The FIGO staging for vaginal cancer is clinical, as shown in Table 40-4. In practice, all patients should have at least a chest radiograph and pelvic and abdominal computed tomography or magnetic resonance imaging to detect evidence of metastatic spread, including bulky pelvic or para-aortic lymph nodes. Positron emission tomography is increasingly used to look for metastatic disease.
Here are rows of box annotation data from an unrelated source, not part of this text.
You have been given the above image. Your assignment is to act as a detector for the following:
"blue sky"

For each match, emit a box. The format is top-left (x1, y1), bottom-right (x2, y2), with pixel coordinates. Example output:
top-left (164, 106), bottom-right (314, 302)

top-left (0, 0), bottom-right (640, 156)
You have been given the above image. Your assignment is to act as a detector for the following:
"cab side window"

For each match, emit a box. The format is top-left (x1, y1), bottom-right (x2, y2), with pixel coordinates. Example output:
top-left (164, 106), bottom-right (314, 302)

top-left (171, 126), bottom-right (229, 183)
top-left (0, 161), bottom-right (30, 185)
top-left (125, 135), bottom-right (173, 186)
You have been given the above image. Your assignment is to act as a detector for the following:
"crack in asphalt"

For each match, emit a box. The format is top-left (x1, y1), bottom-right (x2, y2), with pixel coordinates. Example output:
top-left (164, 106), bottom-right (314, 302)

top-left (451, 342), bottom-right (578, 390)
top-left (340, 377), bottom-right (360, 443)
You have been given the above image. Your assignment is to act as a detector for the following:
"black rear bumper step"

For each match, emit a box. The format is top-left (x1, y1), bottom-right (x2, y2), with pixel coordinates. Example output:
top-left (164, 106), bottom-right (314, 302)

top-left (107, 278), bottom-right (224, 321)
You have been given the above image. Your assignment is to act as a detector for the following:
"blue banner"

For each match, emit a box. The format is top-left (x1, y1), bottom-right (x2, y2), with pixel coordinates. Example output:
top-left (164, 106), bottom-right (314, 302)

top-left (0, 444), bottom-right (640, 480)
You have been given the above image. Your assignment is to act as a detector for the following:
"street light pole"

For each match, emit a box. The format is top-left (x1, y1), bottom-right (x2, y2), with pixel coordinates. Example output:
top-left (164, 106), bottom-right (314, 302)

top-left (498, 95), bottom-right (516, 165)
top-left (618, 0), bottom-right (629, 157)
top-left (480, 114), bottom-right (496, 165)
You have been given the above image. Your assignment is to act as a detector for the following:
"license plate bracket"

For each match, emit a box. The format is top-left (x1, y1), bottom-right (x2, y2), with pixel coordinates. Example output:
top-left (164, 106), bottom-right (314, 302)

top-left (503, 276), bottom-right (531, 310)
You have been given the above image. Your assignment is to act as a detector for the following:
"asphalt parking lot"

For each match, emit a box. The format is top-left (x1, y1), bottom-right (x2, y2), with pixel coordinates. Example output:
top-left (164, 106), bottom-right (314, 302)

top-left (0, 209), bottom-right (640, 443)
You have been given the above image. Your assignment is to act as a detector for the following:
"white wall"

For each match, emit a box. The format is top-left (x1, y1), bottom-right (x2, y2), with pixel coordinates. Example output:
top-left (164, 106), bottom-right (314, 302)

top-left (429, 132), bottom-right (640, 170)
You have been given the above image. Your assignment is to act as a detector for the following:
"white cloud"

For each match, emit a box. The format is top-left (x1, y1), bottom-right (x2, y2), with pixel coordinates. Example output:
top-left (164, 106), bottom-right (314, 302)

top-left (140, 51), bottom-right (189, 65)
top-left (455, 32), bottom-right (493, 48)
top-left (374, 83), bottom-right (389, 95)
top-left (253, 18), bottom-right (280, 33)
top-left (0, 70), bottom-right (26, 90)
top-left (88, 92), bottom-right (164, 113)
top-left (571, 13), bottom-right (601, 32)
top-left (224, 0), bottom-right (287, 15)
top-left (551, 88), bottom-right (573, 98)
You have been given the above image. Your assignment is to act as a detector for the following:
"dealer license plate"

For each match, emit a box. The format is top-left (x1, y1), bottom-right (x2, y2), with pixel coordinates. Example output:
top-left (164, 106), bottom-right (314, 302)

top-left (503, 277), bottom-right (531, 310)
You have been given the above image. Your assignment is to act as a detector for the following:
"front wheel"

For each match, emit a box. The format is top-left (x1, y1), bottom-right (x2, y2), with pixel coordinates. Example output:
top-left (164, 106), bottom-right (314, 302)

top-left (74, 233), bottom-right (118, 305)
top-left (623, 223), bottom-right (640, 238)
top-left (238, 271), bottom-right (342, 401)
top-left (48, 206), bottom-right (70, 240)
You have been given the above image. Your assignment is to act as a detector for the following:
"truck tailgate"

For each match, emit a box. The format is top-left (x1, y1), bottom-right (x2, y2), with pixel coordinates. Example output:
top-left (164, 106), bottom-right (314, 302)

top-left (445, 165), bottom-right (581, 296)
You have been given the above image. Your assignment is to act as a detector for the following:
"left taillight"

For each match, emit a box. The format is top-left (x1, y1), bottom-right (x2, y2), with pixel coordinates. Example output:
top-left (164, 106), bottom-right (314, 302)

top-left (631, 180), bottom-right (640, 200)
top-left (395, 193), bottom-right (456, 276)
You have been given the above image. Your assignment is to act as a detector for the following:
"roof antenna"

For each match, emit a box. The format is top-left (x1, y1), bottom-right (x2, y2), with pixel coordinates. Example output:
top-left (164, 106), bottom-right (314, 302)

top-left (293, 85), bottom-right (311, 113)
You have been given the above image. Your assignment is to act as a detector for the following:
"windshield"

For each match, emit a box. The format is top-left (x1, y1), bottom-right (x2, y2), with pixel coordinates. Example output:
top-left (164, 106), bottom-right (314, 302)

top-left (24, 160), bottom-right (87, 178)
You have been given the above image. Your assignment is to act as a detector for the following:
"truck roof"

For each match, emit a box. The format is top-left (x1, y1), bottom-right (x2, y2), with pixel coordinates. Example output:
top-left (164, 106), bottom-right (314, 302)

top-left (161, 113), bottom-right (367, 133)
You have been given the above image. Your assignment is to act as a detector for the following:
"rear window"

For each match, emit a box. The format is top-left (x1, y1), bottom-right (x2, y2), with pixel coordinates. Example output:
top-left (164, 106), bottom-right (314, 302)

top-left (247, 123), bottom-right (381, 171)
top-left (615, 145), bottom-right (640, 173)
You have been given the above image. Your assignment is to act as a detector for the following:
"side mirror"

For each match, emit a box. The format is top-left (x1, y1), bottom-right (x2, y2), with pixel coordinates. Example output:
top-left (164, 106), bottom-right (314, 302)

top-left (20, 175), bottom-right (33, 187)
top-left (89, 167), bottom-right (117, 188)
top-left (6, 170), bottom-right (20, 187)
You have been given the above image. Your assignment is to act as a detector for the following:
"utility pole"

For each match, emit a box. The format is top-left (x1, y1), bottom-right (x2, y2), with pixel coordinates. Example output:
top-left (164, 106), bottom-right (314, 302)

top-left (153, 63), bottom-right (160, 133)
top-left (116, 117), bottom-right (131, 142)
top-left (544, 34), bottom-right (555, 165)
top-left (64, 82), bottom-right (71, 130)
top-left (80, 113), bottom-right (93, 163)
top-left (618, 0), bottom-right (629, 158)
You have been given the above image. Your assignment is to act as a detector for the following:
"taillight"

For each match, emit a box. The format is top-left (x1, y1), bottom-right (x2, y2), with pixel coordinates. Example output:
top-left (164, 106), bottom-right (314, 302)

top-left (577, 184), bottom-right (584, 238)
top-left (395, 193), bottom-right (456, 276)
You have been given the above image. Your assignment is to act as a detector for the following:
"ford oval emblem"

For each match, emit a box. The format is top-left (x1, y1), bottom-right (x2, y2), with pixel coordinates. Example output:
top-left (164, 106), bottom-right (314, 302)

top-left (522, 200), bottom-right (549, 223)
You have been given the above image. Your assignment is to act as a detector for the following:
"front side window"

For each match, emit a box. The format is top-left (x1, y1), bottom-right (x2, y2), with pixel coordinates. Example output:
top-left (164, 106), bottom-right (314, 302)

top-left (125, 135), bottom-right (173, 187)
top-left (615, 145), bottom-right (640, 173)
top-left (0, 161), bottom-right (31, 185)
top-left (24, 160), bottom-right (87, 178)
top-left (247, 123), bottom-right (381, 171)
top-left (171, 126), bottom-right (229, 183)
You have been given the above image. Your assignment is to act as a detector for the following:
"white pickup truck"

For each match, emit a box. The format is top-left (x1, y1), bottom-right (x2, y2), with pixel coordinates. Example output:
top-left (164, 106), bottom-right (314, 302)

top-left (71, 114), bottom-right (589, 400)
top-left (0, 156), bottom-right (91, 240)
TABLE 40-4 INTERNATIONAL FEDERATION OF GYNECOLOGY AND OBSTETRICS (FIGO) STAGING OF VAGINAL CANCER

Stage I Carcinoma limited to the vaginal wall
Stage II Carcinoma has involved the subvaginal tissue but has not extended onto the pelvic side wall
Stage III Carcinoma has extended to the pelvic side wall
Stage IV Carcinoma has extended beyond the true pelvis or has involved the mucosa of the bladder or rectum
Stage IVa Spread to bladder or rectum
Stage IVb Spread to distant organs

RARE VAGINAL CANCERS

image Diethylstilbestrol Exposure in Utero

In 1971, an association between in utero exposure to DES and the later development of clear cell adenocarcinoma of the vagina was reported. Since that time, numerous non-neoplastic uterine and vaginal anomalies have been reported in young women exposed in utero to DES. Vaginal adenosis (vaginal columnar epithelium) is the most common anomaly and is present in about 30% of exposed females. This tissue behaves similarly to the columnar epithelium of the cervix and is replaced initially by immature metaplastic squamous epithelium. With progressive squamous maturation, complete resolution of this anomaly usually occurs.

Structural changes of the cervix and vagina occur in about 25% of exposed females. Possible changes include a transverse vaginal septum, cervical collar, cockscomb (a raised ridge, usually on the anterior cervix), or cervical hypoplasia. Most of these changes tend to disappear as the individual matures. The risk is insignificant if the drug was given after the 22nd week of gestation.

In addition to these changes in the lower genital tract, upper genital tract anomalies occur in at least half of patients and may be associated with exposure later in pregnancy. The most common abnormalities are a T-shaped uterus and a small uterine cavity (<2.5 cm in length). Exposed individuals have an increased risk for miscarriage, premature delivery, or ectopic pregnancy, but most are able to deliver a viable infant successfully.